Record the top-level names of a wheel in `METADATA`?

Probably “a new field”, but honestly I would assume the combination of “new field” and “Provides” is going to provide guidance compared to top_level.txt.

I would love if we had better handling of namespace packages than what top_level.txt does.

3 Likes

I want to explain my thinking here, and in the context of my use case. That way others can agree or disagree or, better yet, correct my fallacies.

[Edit I was just repeating things I said above, so I’m removing it for the sake of brevity]

So being able to start generating the mapping of imports → packages would be (chefs kiss). I somewhat know that @brettcannon has a similar-eniugh use case in mind for VS Code.

Now on to observations…

  • Having the new info in metadata means PEP 658 (oh man I WORSHIP PEP 658 at this point) makes it easy to scrape
  • buuuuut this only is helpful with historical data (for at least a period of several years). Meaning there is a reasonable demand for backporting
  • Buuuut I’m not sure what the expectation for that is. Should PyPI (et al) be modifying METADATA? (Can they even? I think changing the metadata hash is likely a bad idea). Maybe we need another PEP to allow package hosts to expose a “backported, and inferred METADATA”?

+1 to the idea, but we may need to take it farther in another PEP to not have to sit on our thumbs for a few years. Or at least, that’s how I see it from my (maybe narrow?) worldview.

1 Like

That’s true to an extent and for a while. But over time more project will release new wheels and things will slowly backfill. And projects that don’t are much less likely to be the ones people are using, so the lack of their becomes less important.

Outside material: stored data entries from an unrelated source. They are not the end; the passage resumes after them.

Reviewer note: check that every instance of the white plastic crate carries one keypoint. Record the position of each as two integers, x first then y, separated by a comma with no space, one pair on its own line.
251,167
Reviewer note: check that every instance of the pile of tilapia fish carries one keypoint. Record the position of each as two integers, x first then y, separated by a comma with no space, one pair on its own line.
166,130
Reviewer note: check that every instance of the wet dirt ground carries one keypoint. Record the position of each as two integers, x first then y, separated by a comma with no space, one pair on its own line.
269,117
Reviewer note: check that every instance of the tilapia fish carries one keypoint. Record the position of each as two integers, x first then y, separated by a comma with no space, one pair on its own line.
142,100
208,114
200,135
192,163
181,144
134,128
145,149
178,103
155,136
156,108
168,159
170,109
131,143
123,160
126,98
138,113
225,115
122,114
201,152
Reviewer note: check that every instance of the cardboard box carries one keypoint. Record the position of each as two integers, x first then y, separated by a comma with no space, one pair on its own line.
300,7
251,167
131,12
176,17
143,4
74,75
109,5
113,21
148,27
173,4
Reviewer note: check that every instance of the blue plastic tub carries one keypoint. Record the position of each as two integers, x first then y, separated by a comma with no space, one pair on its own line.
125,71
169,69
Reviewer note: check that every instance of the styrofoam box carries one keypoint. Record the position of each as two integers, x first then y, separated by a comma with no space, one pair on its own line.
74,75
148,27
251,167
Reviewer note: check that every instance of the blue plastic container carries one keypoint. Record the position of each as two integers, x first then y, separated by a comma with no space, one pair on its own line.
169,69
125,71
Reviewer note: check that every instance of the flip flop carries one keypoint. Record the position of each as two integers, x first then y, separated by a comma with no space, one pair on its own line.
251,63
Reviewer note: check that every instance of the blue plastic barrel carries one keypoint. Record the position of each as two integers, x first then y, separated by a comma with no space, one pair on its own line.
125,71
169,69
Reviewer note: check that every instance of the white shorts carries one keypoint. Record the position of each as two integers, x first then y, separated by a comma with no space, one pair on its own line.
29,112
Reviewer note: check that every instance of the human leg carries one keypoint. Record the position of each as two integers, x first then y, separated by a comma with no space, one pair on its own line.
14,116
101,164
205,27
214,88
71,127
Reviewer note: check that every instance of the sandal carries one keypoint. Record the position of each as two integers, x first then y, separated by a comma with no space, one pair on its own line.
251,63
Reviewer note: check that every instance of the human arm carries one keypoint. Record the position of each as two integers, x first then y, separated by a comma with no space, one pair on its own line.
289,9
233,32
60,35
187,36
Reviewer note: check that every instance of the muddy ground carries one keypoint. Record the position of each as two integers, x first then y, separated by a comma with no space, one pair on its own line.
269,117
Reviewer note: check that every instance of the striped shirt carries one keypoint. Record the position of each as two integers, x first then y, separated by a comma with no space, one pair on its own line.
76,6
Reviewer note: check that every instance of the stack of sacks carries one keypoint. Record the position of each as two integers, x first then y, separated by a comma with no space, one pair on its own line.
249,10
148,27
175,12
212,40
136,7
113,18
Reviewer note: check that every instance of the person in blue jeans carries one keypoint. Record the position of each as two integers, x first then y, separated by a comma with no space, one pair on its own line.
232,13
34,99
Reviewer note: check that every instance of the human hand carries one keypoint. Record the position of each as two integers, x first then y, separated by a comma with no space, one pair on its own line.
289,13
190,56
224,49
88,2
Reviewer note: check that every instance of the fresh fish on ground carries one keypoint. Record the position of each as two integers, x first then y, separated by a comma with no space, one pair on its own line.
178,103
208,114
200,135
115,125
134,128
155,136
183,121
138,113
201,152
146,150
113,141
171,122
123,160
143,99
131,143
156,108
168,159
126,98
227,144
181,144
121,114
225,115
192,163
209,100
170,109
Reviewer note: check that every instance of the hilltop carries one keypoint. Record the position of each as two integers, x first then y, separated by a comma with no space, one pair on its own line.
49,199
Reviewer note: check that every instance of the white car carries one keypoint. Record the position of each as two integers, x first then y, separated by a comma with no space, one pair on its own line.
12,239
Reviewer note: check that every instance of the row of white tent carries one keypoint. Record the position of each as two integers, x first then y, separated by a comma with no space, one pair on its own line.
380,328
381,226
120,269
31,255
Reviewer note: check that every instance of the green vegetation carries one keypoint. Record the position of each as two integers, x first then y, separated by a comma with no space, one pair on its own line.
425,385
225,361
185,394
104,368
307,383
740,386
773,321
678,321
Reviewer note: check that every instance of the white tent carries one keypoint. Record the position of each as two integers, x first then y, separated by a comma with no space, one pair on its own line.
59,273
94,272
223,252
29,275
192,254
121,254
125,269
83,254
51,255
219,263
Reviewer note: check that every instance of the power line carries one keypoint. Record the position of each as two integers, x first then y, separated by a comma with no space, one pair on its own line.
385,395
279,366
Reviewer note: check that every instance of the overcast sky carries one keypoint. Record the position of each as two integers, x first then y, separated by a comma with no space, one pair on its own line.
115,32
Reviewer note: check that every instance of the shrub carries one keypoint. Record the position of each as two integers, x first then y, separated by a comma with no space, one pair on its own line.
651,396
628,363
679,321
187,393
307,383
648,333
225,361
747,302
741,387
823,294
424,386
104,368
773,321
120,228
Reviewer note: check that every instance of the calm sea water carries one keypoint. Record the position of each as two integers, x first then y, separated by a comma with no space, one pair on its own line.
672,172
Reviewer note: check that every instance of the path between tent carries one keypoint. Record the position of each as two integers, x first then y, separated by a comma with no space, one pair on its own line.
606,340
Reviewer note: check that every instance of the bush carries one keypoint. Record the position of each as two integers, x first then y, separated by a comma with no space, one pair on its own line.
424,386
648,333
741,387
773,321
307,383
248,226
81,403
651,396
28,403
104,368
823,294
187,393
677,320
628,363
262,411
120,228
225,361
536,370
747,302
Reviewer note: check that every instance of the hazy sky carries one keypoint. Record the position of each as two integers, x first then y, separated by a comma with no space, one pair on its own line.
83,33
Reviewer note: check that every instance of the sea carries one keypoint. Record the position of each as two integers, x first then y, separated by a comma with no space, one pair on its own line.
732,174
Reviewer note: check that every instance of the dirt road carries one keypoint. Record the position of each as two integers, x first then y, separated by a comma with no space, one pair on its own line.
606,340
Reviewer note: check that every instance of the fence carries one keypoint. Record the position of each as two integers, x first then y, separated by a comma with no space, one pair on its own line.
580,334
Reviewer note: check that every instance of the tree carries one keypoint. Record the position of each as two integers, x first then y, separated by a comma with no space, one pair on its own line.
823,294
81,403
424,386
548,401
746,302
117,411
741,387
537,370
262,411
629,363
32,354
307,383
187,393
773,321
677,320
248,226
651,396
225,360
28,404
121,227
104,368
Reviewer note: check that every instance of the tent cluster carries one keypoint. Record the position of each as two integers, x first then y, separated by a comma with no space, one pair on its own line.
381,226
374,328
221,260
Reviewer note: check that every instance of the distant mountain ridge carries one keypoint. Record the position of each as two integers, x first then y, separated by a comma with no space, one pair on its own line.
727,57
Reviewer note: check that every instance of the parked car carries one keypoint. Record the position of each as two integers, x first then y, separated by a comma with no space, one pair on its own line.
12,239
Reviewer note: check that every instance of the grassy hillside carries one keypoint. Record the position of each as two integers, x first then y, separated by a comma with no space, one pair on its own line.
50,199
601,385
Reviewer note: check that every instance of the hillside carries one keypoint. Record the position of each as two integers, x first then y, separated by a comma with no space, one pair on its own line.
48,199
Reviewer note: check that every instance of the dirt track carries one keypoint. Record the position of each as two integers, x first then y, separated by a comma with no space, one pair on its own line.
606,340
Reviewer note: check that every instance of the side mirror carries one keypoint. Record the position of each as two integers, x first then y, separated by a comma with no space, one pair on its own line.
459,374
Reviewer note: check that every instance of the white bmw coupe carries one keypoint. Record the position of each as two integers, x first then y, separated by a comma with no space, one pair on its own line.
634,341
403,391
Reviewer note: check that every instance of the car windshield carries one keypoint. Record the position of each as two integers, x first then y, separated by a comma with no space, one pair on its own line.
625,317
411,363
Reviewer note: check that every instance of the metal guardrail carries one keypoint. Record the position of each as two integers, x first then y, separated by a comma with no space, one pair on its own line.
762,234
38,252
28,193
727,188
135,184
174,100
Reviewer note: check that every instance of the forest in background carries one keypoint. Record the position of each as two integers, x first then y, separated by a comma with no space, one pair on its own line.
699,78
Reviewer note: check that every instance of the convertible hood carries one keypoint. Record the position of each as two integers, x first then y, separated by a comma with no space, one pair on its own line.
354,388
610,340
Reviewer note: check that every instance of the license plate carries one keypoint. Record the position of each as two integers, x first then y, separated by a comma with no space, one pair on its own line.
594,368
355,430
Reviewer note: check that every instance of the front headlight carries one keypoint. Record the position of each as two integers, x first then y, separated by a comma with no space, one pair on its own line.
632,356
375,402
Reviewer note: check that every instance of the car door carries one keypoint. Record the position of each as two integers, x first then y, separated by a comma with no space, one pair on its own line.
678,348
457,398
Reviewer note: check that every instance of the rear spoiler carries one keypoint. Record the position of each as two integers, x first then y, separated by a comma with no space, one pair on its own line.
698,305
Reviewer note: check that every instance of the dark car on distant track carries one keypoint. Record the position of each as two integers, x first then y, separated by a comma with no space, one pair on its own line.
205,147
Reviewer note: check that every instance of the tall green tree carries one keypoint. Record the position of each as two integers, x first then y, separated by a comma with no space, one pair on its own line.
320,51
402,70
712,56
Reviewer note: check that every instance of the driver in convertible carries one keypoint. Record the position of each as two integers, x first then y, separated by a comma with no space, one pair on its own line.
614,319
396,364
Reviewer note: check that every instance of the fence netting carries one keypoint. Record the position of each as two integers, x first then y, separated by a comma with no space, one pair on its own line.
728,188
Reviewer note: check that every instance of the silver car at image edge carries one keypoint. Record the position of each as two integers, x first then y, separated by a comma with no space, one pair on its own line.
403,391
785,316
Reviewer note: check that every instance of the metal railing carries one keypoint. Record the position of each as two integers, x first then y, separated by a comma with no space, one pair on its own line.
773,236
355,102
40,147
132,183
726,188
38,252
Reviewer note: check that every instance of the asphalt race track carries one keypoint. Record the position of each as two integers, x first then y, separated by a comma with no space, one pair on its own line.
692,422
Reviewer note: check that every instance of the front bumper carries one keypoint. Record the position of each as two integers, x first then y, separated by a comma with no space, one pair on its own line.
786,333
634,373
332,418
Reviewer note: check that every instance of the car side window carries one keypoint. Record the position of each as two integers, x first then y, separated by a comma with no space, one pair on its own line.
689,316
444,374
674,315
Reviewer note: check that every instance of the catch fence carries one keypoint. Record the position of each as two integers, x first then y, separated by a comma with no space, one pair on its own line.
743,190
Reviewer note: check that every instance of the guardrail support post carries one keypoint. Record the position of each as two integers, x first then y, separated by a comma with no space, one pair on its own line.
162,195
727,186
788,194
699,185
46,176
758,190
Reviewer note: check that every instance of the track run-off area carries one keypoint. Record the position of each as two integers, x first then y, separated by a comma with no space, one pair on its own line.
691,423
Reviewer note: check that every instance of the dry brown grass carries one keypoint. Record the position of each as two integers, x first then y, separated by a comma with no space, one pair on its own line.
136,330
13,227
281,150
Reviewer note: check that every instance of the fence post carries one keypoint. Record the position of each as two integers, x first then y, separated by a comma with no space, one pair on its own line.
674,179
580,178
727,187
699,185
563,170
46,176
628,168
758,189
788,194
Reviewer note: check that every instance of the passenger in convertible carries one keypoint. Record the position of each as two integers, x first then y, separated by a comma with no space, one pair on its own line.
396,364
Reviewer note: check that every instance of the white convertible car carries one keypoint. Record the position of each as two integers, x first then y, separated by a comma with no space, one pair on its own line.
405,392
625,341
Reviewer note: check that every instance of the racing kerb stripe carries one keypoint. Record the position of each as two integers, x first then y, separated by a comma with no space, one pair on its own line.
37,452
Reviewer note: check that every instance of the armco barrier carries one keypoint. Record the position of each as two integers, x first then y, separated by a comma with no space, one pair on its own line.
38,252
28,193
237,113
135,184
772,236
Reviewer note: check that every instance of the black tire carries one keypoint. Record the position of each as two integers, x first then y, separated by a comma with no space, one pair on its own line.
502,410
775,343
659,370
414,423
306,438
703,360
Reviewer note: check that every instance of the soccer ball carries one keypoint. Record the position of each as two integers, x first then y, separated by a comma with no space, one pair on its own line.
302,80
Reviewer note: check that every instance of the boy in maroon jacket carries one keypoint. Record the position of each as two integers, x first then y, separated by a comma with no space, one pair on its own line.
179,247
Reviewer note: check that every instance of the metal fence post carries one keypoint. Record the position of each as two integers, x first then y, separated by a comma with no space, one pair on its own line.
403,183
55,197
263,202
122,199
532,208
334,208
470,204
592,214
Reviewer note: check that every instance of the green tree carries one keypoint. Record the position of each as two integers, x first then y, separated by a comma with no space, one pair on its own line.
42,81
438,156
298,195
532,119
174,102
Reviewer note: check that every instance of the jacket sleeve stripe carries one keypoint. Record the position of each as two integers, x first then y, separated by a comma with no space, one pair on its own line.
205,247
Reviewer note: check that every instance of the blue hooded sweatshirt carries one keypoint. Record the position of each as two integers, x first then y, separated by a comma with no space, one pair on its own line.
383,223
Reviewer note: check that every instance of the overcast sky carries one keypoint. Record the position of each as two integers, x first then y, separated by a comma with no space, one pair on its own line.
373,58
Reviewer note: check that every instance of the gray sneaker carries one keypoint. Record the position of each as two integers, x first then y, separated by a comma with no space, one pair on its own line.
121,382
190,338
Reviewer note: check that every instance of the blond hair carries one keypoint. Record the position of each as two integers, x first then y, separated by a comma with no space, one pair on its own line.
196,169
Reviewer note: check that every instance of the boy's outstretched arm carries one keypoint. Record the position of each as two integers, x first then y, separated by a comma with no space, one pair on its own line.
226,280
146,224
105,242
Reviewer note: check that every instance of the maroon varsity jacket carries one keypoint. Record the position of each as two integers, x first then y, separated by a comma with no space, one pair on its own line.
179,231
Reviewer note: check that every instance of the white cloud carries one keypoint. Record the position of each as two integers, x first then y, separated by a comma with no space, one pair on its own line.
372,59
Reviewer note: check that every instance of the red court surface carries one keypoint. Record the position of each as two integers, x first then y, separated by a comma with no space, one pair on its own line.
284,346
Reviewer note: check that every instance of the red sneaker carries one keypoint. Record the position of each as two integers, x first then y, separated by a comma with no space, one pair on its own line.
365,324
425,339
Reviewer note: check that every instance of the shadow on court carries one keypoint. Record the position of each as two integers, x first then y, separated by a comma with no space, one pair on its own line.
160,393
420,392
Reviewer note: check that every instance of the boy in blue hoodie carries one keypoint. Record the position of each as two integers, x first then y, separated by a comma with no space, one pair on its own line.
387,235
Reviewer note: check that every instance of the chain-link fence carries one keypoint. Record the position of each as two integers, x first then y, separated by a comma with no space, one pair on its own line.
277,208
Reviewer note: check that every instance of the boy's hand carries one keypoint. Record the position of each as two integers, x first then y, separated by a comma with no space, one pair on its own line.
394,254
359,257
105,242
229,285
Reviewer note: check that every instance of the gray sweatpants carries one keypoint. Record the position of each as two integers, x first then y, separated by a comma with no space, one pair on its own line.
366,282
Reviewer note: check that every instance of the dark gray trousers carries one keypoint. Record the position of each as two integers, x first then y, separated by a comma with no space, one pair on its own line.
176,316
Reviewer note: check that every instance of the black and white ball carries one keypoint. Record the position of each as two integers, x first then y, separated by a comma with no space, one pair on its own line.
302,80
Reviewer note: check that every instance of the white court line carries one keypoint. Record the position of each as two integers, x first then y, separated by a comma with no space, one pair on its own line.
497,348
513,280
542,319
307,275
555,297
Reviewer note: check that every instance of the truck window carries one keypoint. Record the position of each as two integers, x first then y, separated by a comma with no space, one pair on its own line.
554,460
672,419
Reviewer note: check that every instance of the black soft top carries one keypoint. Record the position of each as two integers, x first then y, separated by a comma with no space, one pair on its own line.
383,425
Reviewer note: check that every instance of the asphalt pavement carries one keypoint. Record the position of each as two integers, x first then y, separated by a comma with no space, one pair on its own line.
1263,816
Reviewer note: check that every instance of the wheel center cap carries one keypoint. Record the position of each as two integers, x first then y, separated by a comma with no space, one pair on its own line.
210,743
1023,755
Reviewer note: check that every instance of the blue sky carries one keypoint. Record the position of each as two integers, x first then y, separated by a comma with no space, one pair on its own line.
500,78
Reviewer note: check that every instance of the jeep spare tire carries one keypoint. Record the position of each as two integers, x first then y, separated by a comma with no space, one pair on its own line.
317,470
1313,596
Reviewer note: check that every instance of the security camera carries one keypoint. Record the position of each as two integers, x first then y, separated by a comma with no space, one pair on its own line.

PyPI cannot change the METADATA, it has to match what is inside the wheel itself.

I think I’m -1 on things where PyPI is asked to provide information that wasn’t provided by the projects themselves. Any sort of inferring process is going to have false positives, and that puts PyPI in a tricky place. We’ve also been bitten in the past by trying to “helpfully” change metadata for people and having them come back and get really mad at us for doing so.

It’s an unfortunate reality that anything new we add will have some kind of delayed implementation.

We could maybe implement something that would let people backfill for their own projects, some sort of METADATA patching solution? That would possibly solve a number of other long standing issues as well.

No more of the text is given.